Answer: Reduce the MPL (see next section).
As mentioned above a question arises what to do if the sum of the
working set sizes exceeds the amount of physical memory available.
This question is similar to the final point about PFF and brings us to
consider controlling the load (or memory pressure).
4.6.2: Load Control
To reduce the overall memory pressure, we must reduce the
multiprogramming level (or install more memory while the system is
running, which is hardly practical). That is, we have a
connection between memory management and process management. These are
the suspend/resume arcs we saw way back when.
4.6.3: Page size
-
Page size “must” be a multiple of the disk block size. Why?
Answer: When copying out a page if you have a partial disk block, you
must do a read/modify/write (i.e., 2 I/Os).
-
Important property of I/O that we will learn later this term is
that eight I/Os each 1KB takes considerably longer than one 8KB I/O
-
Characteristics of a large page size.
-
Good for demand paging I/O.
-
Better to swap in/out one big page than several small
pages.
-
But if page is too big you will be swapping in data that is
really not local and hence might well not be used.
-
Large internal fragmentation (1/2 page size).
-
Small page table.
-
A very large page size leads to very few pages.
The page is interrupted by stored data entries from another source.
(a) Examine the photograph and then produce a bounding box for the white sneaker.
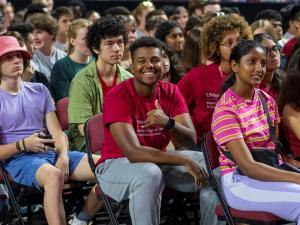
[70,215,90,225]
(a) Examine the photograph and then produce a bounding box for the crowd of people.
[0,0,300,225]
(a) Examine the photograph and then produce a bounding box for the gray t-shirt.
[31,47,66,81]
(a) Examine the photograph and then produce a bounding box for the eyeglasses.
[219,40,241,49]
[264,46,279,55]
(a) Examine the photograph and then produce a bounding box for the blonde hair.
[67,19,91,55]
[132,1,155,25]
[250,19,276,40]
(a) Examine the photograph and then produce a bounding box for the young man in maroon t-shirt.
[95,37,208,225]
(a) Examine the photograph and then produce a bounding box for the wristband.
[16,140,21,152]
[22,139,27,152]
[166,117,175,130]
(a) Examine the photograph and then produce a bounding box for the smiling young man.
[68,17,132,151]
[95,36,208,225]
[27,13,67,81]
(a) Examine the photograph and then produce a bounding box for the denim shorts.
[4,150,84,190]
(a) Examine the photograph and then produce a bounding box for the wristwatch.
[166,117,175,130]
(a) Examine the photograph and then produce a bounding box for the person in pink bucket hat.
[0,35,103,225]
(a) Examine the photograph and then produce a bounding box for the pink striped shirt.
[211,88,280,175]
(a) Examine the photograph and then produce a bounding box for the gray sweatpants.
[95,150,223,225]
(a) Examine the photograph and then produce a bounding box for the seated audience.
[254,33,283,100]
[145,17,166,38]
[1,2,15,33]
[160,42,181,84]
[212,40,300,224]
[182,27,205,73]
[132,0,155,38]
[178,13,252,143]
[255,9,283,42]
[2,30,51,91]
[0,36,102,225]
[52,6,74,51]
[282,5,300,59]
[50,19,92,102]
[27,13,67,81]
[119,15,137,71]
[68,17,132,151]
[177,6,189,31]
[278,48,300,167]
[155,21,185,77]
[85,10,100,23]
[67,0,86,19]
[95,36,209,225]
[251,19,277,40]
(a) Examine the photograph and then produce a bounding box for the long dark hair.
[221,40,265,95]
[253,33,283,92]
[278,48,300,113]
[160,41,182,84]
[182,27,202,73]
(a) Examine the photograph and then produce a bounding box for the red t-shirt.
[259,82,278,101]
[284,125,300,158]
[99,73,118,97]
[282,37,297,57]
[177,63,229,143]
[97,78,188,164]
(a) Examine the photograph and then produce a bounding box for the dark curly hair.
[86,16,127,59]
[155,21,180,43]
[201,13,252,63]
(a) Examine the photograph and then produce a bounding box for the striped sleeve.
[212,107,243,147]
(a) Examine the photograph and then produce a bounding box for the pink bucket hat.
[0,36,31,60]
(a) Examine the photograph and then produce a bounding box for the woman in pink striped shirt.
[212,40,300,224]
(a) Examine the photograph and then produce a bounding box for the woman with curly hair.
[178,13,253,143]
[278,48,300,168]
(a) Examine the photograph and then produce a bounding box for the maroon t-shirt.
[99,73,118,97]
[177,63,229,143]
[97,78,188,164]
[282,37,297,58]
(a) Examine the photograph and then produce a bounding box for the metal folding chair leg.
[0,162,25,225]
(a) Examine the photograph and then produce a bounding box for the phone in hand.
[39,133,55,148]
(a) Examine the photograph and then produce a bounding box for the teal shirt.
[50,56,92,102]
[68,61,133,150]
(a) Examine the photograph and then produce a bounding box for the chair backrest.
[84,113,104,171]
[202,131,236,225]
[202,131,220,170]
[56,97,69,131]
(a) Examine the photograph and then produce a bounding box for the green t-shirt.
[50,56,92,102]
[68,61,133,150]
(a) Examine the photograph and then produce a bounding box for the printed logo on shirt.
[136,120,164,137]
[205,92,219,109]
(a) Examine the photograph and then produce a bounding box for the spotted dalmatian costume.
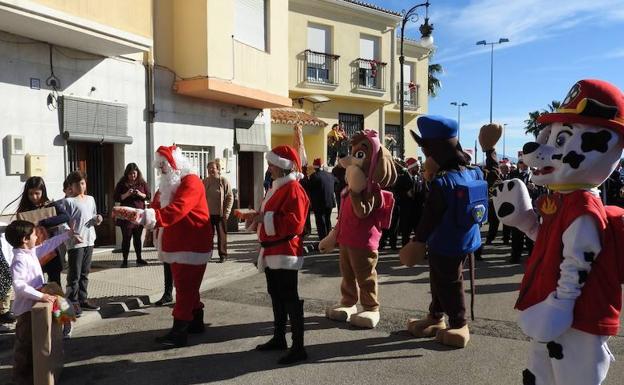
[492,80,624,385]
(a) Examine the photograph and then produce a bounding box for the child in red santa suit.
[114,145,213,348]
[247,145,310,365]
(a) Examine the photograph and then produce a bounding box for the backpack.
[452,169,489,229]
[604,205,624,283]
[378,190,396,230]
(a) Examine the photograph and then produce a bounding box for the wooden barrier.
[31,302,63,385]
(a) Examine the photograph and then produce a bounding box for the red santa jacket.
[515,190,621,336]
[146,174,213,265]
[257,173,310,271]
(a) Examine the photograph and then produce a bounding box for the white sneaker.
[62,323,72,339]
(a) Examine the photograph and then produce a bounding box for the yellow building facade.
[277,0,431,165]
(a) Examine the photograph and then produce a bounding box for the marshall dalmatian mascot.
[114,145,213,348]
[492,79,624,385]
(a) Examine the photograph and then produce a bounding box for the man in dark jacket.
[395,158,426,246]
[308,158,337,240]
[331,159,347,213]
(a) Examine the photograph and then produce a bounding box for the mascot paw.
[435,325,470,348]
[349,311,380,329]
[325,304,358,322]
[518,292,574,342]
[478,123,503,151]
[407,316,447,338]
[399,241,427,266]
[491,179,536,228]
[318,230,337,253]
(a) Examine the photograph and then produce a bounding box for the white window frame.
[234,0,268,52]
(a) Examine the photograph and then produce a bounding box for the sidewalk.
[63,229,261,323]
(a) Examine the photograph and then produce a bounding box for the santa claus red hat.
[313,158,322,168]
[266,145,301,172]
[156,145,178,170]
[406,157,419,170]
[537,79,624,137]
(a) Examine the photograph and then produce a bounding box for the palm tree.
[428,63,443,97]
[524,100,561,137]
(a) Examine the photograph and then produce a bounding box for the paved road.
[1,238,622,384]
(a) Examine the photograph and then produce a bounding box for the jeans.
[66,246,93,304]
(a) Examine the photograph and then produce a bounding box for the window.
[358,35,383,89]
[235,0,267,51]
[401,63,415,104]
[306,24,332,83]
Process will
have many faults if using demand
paging and the process frequently references more regions than
the number of (large) frames that the process has been allocated.
-
Possibly good for user I/O (unofficial).
-
If I/O done using physical addresses, then an I/O crossing a
page boundary is not contiguous and hence requires multiple
actual I/Os. A large page size makes it less likely that
a single user I/O will span multiple pages.
-
If I/O uses virtual addresses, then page size doesn't effect
this aspect of I/O. That is, the addresses are contiguous
in virtual address and hence one I/O is done.
-
A small page size has the opposite characteristics.
Homework: Consider a 32-bit address machine using
paging with 8KB pages and 4 byte PTEs. How many bits are used for
the offset and what is the size of the largest page table?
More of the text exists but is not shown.